Sparse distribution of lattice points in annular regions

TL;DR

This paper investigates the sparse distribution of lattice points in large annular regions in two and three dimensions, establishing sharp thresholds for their spacing and demonstrating the existence of large gaps devoid of lattice points.

Contribution

It proves the existence of annuli with large radii and thickness where lattice points are sparsely distributed, with results sharp at the threshold s=1/4.

Findings

Existence of annuli with no close lattice points for s<1/4

Sharp threshold at s=1/4 for lattice point distribution

Extension of results to three-dimensional spherical shells

Abstract

This paper is inspired by Richards' work on large gaps between sums of two squares [10]. It is shown in [10] that there exist arbitrarily large values of $\lambda$ and $\mu$, where $\mu \geq C \log \lambda$, such that intervals $[\lambda, \,\lambda + \mu ]$ do not contain any sums of two squares.

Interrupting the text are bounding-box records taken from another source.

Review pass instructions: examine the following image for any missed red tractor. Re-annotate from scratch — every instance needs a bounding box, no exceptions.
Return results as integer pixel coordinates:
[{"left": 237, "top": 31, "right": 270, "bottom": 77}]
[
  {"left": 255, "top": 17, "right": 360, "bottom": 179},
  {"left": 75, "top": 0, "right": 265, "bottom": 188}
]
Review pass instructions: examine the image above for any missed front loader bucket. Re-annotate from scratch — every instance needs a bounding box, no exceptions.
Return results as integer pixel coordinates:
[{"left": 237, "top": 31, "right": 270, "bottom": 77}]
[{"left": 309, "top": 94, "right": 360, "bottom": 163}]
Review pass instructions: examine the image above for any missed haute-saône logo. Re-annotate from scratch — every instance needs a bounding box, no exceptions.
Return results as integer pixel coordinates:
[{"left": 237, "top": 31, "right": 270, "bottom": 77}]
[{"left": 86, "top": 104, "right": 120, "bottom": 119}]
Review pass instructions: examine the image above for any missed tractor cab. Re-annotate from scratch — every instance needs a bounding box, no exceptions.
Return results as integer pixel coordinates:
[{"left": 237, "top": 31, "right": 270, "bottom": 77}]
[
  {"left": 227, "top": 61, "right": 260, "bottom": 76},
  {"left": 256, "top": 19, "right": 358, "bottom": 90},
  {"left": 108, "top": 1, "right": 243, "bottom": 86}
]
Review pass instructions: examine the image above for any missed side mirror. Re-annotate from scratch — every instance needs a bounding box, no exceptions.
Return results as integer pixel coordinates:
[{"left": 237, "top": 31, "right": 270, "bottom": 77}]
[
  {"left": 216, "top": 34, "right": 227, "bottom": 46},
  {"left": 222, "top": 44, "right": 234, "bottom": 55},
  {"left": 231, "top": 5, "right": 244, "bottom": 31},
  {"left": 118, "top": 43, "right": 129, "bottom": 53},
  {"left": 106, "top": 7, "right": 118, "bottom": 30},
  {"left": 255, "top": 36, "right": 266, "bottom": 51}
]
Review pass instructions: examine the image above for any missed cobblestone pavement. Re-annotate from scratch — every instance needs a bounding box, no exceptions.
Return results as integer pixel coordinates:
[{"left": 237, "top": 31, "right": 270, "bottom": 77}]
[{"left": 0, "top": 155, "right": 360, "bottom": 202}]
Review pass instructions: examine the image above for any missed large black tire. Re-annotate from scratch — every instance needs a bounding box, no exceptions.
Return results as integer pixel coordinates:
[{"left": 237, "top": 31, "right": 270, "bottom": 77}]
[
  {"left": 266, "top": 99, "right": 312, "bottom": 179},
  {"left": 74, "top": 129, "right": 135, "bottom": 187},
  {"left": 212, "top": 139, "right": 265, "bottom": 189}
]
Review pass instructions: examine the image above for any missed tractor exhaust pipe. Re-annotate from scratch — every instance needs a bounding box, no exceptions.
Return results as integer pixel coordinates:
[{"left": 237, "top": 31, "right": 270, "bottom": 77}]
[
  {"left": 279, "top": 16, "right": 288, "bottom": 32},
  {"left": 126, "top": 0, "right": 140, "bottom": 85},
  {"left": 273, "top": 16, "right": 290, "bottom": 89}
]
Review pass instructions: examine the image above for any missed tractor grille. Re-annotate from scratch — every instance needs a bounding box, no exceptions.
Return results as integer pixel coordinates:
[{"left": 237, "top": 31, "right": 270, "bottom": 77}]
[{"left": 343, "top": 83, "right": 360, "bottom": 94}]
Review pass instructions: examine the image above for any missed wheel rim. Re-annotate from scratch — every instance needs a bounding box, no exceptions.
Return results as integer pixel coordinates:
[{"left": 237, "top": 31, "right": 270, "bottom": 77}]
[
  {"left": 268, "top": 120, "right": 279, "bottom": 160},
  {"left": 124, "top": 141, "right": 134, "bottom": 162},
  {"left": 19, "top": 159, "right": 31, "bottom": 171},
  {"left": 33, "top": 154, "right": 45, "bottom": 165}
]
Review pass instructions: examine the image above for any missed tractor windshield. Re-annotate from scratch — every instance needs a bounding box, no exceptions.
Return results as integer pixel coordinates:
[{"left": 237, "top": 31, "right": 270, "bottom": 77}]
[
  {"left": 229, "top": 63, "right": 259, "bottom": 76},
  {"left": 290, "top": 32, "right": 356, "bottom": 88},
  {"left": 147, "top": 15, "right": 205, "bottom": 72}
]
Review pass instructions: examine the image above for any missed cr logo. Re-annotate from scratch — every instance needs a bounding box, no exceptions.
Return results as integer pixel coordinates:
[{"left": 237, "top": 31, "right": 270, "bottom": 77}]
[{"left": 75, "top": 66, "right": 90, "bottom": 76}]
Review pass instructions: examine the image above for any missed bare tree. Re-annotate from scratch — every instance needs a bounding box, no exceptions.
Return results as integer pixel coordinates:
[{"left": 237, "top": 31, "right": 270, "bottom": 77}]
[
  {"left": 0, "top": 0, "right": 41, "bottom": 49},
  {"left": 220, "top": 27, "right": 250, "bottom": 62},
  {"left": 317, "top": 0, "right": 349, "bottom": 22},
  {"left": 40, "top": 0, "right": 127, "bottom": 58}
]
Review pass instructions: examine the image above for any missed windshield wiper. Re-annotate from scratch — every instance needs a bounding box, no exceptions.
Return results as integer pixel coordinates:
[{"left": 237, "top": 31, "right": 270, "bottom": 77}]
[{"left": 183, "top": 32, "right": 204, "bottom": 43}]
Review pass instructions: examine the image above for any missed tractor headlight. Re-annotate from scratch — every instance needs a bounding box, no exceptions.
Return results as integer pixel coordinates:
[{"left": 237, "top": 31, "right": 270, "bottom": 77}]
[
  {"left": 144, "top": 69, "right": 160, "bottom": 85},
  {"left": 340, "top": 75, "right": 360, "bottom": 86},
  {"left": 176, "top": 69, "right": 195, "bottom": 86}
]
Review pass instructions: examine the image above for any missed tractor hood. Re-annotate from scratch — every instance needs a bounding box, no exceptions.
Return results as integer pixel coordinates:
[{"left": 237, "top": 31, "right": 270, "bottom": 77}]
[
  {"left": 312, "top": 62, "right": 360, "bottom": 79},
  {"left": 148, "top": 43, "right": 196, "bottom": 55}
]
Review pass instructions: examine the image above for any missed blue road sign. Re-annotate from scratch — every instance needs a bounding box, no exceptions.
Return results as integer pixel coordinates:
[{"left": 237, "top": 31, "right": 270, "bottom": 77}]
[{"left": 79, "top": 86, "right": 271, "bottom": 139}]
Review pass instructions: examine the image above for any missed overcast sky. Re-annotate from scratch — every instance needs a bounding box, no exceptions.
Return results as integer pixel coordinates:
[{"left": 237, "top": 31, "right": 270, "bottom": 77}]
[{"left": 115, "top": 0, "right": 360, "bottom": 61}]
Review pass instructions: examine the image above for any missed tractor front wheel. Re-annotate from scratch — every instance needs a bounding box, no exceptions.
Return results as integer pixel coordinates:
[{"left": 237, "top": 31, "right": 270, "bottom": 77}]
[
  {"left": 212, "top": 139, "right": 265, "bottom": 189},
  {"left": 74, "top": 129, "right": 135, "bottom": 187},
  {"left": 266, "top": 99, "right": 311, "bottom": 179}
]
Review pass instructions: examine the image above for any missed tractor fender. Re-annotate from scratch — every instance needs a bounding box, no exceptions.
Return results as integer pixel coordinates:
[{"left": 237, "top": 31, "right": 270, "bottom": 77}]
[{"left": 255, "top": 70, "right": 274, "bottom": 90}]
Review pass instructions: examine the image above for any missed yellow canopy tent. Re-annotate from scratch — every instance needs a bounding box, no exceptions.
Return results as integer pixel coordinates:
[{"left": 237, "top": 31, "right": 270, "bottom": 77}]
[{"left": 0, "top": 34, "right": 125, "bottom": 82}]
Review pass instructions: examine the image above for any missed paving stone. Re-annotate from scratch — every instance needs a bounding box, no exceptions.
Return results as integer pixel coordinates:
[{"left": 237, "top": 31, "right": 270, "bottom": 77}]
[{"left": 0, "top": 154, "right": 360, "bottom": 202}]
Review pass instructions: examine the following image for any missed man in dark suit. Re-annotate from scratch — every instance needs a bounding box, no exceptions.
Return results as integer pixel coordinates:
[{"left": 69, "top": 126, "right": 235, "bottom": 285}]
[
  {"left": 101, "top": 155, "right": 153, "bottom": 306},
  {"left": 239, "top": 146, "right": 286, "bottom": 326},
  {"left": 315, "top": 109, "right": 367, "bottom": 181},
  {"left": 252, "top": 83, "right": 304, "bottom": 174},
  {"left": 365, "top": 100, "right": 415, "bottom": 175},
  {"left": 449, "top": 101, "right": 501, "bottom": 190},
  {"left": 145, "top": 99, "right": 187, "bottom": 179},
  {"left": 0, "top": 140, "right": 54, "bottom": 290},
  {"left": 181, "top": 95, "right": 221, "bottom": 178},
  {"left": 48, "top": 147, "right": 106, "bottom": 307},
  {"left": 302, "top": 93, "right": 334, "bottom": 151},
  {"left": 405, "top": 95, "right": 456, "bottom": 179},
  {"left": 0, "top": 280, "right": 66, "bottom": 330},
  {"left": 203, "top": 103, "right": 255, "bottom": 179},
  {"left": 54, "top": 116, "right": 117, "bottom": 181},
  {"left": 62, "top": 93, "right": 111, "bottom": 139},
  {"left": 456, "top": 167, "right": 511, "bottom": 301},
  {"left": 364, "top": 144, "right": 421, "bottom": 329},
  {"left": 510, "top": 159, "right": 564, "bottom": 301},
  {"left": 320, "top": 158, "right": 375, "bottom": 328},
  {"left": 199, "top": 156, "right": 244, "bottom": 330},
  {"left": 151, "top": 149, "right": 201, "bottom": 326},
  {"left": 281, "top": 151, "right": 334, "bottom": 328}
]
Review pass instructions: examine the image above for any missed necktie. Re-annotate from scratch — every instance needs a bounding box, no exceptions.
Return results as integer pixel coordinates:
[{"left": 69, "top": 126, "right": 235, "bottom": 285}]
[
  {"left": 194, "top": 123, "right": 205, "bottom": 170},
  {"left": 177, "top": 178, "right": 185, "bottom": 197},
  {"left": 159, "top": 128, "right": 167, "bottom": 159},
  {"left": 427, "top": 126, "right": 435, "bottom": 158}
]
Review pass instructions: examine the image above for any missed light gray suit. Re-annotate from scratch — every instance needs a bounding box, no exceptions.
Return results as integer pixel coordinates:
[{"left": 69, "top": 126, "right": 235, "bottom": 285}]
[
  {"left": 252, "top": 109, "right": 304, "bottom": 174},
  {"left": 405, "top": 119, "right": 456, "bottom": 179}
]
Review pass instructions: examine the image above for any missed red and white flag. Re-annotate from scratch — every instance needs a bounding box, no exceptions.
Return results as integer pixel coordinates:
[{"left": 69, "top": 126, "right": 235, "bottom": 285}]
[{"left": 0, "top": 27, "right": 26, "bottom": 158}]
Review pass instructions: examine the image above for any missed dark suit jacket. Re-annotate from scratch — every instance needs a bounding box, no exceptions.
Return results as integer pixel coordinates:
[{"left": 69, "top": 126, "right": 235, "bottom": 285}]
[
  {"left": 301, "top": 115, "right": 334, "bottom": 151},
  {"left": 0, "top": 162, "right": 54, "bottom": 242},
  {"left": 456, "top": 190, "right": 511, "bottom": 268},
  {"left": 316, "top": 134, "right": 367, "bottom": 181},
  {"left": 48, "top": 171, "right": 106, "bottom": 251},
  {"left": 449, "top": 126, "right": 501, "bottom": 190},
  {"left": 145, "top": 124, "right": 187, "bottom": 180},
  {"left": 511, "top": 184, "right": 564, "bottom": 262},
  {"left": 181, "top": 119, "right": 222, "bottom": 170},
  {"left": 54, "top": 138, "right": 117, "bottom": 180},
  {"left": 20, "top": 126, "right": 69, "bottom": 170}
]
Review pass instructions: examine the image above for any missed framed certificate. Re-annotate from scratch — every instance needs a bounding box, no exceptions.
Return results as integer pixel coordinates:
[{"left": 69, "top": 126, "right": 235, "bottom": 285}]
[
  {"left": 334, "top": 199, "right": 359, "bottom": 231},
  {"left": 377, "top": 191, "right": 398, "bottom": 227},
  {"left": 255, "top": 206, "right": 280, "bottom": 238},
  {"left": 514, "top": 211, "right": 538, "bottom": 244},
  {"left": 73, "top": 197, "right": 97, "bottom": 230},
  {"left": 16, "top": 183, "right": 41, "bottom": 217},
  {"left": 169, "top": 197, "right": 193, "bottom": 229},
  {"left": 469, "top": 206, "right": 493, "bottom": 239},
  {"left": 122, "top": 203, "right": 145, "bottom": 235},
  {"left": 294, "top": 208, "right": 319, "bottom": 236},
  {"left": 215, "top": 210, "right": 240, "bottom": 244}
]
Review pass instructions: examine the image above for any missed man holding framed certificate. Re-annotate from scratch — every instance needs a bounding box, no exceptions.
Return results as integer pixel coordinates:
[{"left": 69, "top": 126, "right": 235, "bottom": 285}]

Geometrically, these gaps between sums of two squares correspond to annuli in $\mathbb R^2$ that do not contain any integer lattice points. A major objective of this paper is to investigate the sparse distribution of integer lattice points within annular regions in $\mathbb R^2$. Specifically, we establish the existence of annuli $\{x\in \mathbb R^2: \lambda \leq |x|^2 \leq \lambda + \kappa\}$ with arbitrarily large $\lambda$ and $\kappa \geq C \lambda^s$ for $0<s<\frac{1}{4}$, satisfying that any two integer lattice points within any one of these annuli must be sufficiently far apart. This result is sharp, as such a property ceases to hold at and beyond the threshold $s=\frac{1}{4}$. Furthermore, we extend our analysis to include the sparse distribution of lattice points in spherical shells in $\mathbb R^3$.